The three-time Major champion recently parted ways with Jamie Delgado, his coach of five-and-a-half years, and is now undergoing a trial period with Jan de Witt.
The German, who previously coached Gael Monfils, Gilles Simon and Nikoloz Basilashvili is in Abu Dhabi with Murray this week, and the Brit admitted he was still looking to improve over the off-season with his new team.
He added: “There are still things I need to work on, and we’ll be doing that in the off season, but I was pleased with how I ended the year.
“My tennis was not amazing but at times I played well so I know that is still in there. It’s just the consistency was not where it needed to be. Mentally, at times I was not as good as I would like, so that’s something I want to improve upon.”

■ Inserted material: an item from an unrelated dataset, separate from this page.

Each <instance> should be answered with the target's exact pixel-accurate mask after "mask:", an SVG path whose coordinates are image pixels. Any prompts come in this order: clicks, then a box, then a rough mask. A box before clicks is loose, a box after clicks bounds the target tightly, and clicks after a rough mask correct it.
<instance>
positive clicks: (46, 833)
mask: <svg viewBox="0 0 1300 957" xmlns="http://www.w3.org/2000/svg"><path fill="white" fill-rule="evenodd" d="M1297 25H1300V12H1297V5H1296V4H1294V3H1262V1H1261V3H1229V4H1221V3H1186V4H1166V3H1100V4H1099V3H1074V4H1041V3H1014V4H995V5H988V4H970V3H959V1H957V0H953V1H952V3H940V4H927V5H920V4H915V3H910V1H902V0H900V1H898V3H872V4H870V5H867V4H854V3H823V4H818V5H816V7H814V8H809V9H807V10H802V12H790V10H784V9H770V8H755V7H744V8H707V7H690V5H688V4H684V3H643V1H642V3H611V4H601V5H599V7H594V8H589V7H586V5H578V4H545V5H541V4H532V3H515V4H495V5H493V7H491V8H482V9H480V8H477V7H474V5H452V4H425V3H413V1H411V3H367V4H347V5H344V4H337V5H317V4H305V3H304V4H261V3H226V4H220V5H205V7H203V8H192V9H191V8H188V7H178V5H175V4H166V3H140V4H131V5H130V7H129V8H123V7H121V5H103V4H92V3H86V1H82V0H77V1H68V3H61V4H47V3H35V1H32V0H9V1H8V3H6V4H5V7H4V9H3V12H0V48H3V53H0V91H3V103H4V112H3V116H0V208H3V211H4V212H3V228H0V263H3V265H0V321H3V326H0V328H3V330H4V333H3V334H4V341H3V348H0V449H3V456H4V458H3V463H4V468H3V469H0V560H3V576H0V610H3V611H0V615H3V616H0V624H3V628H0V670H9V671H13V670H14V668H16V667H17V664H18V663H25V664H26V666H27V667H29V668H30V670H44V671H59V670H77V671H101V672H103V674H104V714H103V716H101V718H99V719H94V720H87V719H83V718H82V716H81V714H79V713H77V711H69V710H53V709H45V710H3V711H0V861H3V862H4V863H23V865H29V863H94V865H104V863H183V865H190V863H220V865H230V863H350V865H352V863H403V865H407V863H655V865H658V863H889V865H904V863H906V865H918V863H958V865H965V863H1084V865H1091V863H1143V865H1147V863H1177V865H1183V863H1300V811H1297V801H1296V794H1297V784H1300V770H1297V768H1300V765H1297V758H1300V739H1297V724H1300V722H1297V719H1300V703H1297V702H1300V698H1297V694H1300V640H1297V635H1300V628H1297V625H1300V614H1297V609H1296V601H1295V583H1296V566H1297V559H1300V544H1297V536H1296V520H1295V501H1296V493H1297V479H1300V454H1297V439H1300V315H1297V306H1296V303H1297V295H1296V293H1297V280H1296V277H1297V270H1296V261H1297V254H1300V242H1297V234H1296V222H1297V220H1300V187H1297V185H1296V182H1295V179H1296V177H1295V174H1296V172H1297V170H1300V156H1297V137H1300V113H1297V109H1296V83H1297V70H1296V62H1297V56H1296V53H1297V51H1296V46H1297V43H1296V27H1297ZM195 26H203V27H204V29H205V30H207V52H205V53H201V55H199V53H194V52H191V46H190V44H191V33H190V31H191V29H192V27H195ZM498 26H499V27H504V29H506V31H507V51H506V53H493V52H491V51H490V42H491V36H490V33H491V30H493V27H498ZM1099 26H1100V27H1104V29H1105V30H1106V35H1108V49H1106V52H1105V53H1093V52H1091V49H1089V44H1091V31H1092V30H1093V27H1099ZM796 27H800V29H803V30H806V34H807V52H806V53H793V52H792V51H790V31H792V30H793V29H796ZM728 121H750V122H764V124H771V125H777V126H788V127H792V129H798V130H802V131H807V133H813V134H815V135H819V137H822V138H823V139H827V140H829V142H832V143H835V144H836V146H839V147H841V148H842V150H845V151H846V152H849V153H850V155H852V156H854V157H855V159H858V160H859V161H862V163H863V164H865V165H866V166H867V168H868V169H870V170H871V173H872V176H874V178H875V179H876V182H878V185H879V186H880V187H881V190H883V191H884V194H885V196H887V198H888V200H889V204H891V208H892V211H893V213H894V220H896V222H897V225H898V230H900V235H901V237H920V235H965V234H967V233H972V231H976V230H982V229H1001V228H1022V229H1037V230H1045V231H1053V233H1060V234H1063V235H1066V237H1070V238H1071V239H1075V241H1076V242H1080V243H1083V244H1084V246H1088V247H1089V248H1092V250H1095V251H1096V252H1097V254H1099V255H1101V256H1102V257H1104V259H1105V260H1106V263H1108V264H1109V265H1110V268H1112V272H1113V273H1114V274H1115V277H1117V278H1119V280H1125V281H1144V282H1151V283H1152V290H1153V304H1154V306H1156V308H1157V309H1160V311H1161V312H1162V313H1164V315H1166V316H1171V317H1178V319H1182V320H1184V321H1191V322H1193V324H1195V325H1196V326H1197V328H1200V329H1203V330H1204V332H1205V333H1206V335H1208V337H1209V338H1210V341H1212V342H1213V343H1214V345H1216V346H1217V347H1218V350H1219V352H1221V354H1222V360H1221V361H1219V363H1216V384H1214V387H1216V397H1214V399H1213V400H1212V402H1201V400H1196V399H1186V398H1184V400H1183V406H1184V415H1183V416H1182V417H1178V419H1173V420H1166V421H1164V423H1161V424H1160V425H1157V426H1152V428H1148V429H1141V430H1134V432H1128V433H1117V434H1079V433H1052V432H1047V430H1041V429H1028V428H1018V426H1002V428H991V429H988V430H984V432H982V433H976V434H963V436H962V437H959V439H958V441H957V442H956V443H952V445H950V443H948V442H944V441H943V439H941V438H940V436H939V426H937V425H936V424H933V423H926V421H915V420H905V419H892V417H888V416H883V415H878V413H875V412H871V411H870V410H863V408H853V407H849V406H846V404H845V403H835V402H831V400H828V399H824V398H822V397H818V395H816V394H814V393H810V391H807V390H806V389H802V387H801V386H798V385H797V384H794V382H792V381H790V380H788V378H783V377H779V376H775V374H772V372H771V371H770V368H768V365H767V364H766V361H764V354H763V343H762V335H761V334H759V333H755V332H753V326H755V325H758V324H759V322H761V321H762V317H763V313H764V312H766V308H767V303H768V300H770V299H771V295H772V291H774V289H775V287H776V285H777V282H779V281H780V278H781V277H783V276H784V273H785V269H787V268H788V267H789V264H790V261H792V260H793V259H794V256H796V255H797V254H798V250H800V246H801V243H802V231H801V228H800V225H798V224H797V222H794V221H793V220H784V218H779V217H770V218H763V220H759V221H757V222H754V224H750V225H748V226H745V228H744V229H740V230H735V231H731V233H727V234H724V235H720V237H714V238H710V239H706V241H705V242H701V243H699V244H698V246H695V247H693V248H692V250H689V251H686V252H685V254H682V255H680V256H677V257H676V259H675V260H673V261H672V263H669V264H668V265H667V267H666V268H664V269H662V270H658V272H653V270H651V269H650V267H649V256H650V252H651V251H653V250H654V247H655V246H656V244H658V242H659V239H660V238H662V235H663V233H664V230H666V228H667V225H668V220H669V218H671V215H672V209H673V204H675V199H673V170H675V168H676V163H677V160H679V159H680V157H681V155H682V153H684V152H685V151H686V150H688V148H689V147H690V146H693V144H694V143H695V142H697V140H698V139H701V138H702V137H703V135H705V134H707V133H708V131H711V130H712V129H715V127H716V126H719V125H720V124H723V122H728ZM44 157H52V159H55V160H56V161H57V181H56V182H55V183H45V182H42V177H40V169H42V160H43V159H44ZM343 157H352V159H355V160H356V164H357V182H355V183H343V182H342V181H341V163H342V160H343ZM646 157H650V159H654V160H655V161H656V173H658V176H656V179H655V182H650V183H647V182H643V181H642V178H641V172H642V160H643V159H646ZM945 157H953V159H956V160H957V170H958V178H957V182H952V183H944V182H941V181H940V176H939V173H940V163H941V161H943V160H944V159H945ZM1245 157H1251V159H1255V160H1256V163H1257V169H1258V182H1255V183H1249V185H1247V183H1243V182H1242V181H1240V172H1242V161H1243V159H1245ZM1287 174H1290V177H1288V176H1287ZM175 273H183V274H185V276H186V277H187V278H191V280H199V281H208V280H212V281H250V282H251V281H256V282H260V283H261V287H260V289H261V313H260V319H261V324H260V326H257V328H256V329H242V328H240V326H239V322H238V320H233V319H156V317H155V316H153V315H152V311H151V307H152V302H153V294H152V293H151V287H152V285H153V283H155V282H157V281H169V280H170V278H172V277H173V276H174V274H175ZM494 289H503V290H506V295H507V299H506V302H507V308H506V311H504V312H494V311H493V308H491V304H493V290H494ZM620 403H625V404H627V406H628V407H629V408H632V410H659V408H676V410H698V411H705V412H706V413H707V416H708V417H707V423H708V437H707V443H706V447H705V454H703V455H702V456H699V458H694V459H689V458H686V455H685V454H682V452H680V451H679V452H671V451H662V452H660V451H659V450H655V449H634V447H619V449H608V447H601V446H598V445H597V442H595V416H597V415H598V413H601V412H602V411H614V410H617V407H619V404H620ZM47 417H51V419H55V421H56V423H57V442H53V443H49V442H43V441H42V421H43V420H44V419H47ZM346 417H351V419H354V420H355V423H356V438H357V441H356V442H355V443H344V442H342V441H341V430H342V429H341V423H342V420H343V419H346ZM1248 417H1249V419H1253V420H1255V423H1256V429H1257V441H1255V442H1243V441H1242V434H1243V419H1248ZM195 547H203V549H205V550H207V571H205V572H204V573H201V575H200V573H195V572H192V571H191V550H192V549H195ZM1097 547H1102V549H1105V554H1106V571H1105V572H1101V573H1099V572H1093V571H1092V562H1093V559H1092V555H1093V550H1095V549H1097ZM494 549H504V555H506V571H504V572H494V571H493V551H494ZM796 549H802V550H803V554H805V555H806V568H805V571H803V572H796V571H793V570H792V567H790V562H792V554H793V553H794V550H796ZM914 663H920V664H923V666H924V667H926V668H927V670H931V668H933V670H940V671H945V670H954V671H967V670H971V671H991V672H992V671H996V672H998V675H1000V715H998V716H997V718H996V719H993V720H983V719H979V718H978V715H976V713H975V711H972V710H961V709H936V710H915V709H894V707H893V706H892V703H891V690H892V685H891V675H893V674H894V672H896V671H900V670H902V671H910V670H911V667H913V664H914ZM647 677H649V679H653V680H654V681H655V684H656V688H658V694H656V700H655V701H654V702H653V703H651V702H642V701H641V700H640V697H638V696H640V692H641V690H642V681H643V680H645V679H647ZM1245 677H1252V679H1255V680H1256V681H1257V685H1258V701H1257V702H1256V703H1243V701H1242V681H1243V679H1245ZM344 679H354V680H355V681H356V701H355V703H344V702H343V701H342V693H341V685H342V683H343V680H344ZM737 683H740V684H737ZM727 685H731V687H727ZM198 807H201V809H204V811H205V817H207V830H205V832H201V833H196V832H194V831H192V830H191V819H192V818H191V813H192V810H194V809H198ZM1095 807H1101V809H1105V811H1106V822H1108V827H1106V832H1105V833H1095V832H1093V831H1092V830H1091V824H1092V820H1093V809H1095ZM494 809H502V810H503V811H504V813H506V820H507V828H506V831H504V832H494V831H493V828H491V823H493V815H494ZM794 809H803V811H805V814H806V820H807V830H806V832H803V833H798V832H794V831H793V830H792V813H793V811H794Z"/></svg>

The former world No 1 also explained the significance of his 2022 season, admitting he didn’t know how long he had left of his playing career, saying: “This season is an important year for me. I don’t know how many seasons I have left but if I had another season like I did this year, that’s not what I want and not the level I want to be playing at, so it’s up to me to perform on the court and see if I can still do it.”
Murray was also looking forward to playing the Abu Dhabi event for the first time since 2016.
“At this time of year, I usually do a block of warm weather training, but this year we took the decision to do most of the off season in the UK, which means playing indoors,” he said.
“Being able to play at Mubadala is great preparation for Australia. It allows me more on court time, and I’m ready to put into play some of the things we’ve been working on over the last few weeks.”